Şimdi insanlar rahatladı, (daha çok erken olmasına rağmen) maskeler fora ya...
Merve’nin maske takacağı tuttu. Taksın, taksın tabii; bu onu da başkalarını da koruyacak.
Koruyacak da...
Aykırılığın heykelini diksek Merve gibi bir şey olurdu herhalde.
Hadi bunları tatlı birer anı olarak hatırlayacağımız günler gelsin artık.
#KollarıSıvayalım
Kadının “centilmen”i
Evlilik programlarının havası sönünce hemen her kanalda bir reality show başladı. Gerçek hayattan kesitler sunuyor, çözüm bulmaya çalışıyorlar.

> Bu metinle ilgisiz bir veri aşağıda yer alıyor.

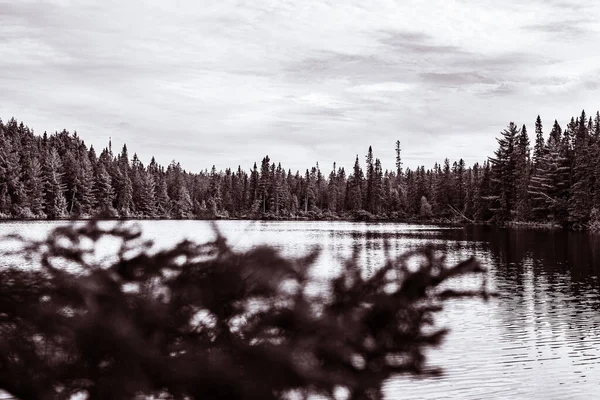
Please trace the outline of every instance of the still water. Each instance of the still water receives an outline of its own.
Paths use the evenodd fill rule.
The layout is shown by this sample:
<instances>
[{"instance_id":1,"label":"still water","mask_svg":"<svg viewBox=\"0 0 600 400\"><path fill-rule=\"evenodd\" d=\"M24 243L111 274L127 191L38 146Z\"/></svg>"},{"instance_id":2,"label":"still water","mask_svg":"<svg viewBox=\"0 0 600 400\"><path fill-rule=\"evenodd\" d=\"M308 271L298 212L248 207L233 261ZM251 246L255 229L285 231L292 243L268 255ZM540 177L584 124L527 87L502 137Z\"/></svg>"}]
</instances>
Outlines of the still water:
<instances>
[{"instance_id":1,"label":"still water","mask_svg":"<svg viewBox=\"0 0 600 400\"><path fill-rule=\"evenodd\" d=\"M146 237L166 247L181 239L214 237L199 221L139 222ZM0 224L0 235L43 237L56 223ZM298 256L322 250L314 273L338 271L340 257L357 250L365 273L393 254L435 244L455 262L475 255L489 268L489 302L453 300L438 316L451 329L430 352L445 369L434 379L399 377L390 399L600 398L600 237L566 232L443 228L391 223L220 221L236 249L270 244Z\"/></svg>"}]
</instances>

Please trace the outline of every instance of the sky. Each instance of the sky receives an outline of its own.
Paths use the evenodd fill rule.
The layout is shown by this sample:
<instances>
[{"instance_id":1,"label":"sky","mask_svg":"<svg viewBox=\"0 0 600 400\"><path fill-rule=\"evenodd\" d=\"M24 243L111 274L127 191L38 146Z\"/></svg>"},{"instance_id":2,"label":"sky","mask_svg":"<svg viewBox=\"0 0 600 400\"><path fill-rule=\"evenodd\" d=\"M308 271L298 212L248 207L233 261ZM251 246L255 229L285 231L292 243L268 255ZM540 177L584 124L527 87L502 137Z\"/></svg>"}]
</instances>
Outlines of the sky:
<instances>
[{"instance_id":1,"label":"sky","mask_svg":"<svg viewBox=\"0 0 600 400\"><path fill-rule=\"evenodd\" d=\"M483 161L600 108L600 2L0 0L0 118L189 171ZM260 163L259 163L260 164Z\"/></svg>"}]
</instances>

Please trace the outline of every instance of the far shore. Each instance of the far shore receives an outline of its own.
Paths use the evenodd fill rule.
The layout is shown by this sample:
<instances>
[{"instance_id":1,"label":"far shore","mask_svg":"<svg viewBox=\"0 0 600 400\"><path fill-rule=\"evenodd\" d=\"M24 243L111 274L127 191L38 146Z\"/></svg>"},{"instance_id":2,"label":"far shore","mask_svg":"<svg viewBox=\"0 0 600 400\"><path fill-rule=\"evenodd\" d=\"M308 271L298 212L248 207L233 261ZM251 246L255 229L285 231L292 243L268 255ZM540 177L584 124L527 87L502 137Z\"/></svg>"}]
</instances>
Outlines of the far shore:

Bu trendin lokomotiflerinden biri de Ece Üner’in Kanal D’de yayımlanan “Susma” programı.
Fakat ilginç bir şey oldu, reyting konusunda “rakibesi” olmasına rağmen Müge Anlı, programına yeni başlayan Ece Üner’e “hayırlı olsun” çiçeği gönderdi.
Budur! İşte ekranlarda görmek istediğimiz rekabet, işte kadın rekabetinin centilmen yanı.
“Centilmen”, aslında erkeğe gönderme yapan bir kavram. Kibar, nazik adam anlamında.
Vaktiyle ne yanlış konulmuş değil mi? Çünkü erkeklerin kadınlardan öğreneceği çok şey var.
Sansür değil çiçek
Öyle bir kamplaşma ve niyet okuma yaşıyoruz ki artık kolayca açıklanabilecek teknik ayrıntılar bile polemik konusu olabiliyor.
İşte en son örneği:
Dünkü Kelebek’te genç bir müzisyenimizin Avrupa’daki başarısını duyurduk. Amsterdam’daki müzik okulu Codarts’ta trompet eğitimi alan Serenad Bayraktar eylülde Hollanda konserlerine başlıyor. Genç müzisyenin kullandığımız fotoğrafı çiçekler önünde çekilmiş, bacak bacak üstüne atılmış bir poz.
Fakat kadrajlama yapılınca önündeki çiçekler tam çıkmamış.
Bunu bile sansür diye yorumlayanlar oldu. Güya Kelebek, fotoğrafta genç kadının bacaklarını kapatmış.
El insaf. Olacak iş mi?
Çünkü aynı sayfada, hemen üstünde Hande Yener’in tabu yıkan kıyafetiyle Kuruçeşme konserinden fotoğrafı var.
Bunu iddia eden grafikten, tasarımdan anlamayan biri olsa amenna. Bir de gazeteci olunca izahı insana daha ağır geliyor.